1

I am trying to interpret this chart.

I am not sure how to interpret this, because, I think that the fact of the for examples LGBM Validation error, is wide and similar to train boxplot, there arent problem of overfitting, but when I see another type of charts of the execution of LGBM, I can see that really the LGBM is overfitted, so really I don't know how to interpret this of the correct way.

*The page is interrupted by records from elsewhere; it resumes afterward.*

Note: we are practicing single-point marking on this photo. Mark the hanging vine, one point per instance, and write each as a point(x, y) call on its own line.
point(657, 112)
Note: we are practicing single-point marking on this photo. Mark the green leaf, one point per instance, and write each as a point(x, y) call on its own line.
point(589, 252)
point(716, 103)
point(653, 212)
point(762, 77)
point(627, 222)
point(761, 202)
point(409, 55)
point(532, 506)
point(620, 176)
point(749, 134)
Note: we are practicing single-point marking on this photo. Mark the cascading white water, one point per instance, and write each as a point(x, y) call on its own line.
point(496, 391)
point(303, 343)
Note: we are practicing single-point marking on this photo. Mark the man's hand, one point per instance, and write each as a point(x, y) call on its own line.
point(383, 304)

enter image description here

But I don't know how could interpret beyond this:

LightGBM is maybe the best option because it is faster and finally you can get enough accuracy with that, and in comparison with the other two, bagging have less overfit because of the differences between the error is less.

Any idea?

Thanks

Tlaloc-ES
  • 337
  • 1
  • 6
  • 1
    What do you not understand? If you created the chart, you must have had a reason. Can you elaborate on what confuses you? – Valentin Calomme Jun 27 '20 at 17:09
  • I want to know if is possible, analice the overfit and unverfit, with this type of chart – Tlaloc-ES Jun 27 '20 at 17:13
  • Is this homework or something like that? – noe Jun 27 '20 at 17:17
  • Where does this diagram from? And the one from [another of your questions](https://datascience.stackexchange.com/q/76755/14675) that also came with no explanation at all? – noe Jun 27 '20 at 17:18
  • Yes, this is homework, the problem was getting conclusions about the plot, but I think that my own interpretation of the plot is not enough, my interpretation is the following: LightGBM is maybe the best option because is faster and finally you can get enough accuracy with that, and in comparison with the another two, bagging have less overfit because the differences between the error are less. – Tlaloc-ES Jun 27 '20 at 17:27
  • And I don't found literature about this kind of exercise in order to get an idea about how to do the task. – Tlaloc-ES Jun 27 '20 at 17:28
  • For this kind of situation, I would suggest: 1) saying that it is homework right away, 2) Post what you understand from it, and ask for confirmation, refutation, or alternative interpretations. Otherwise, it seems that you come here asking people to invest their time doing your homework for you (unfair), instead of helping you understand stuff (fair). – noe Jun 27 '20 at 17:48
  • Thanks @ncasas for your suggest, I updated the question. – Tlaloc-ES Jun 27 '20 at 17:57
  • First of all, I think you are mixing concepts such as error and score. They are different things, basically, you want to minimize errors and increase scores. In a classification task, a score can be f1 or accuracy, and an error could be a log-loss function. So what is the thing you are calling error? – Victor Oliveira Jun 27 '20 at 19:24

1 Answers1

3

Your chart seems to show that light GBM models are very inconsistent in terms of F1 score. The other two types of model tend to have lower validation accuracy than training accuracy, suggesting overfitting is occurring to some extent (but this is ubiquitous in machine learning so it’s not a deal breaker by any means). The best median validation performance is by RandomForest, however some outliers underperformed the models using bagging. Possibly a good approach would be to have an ensemble of RandomForest models.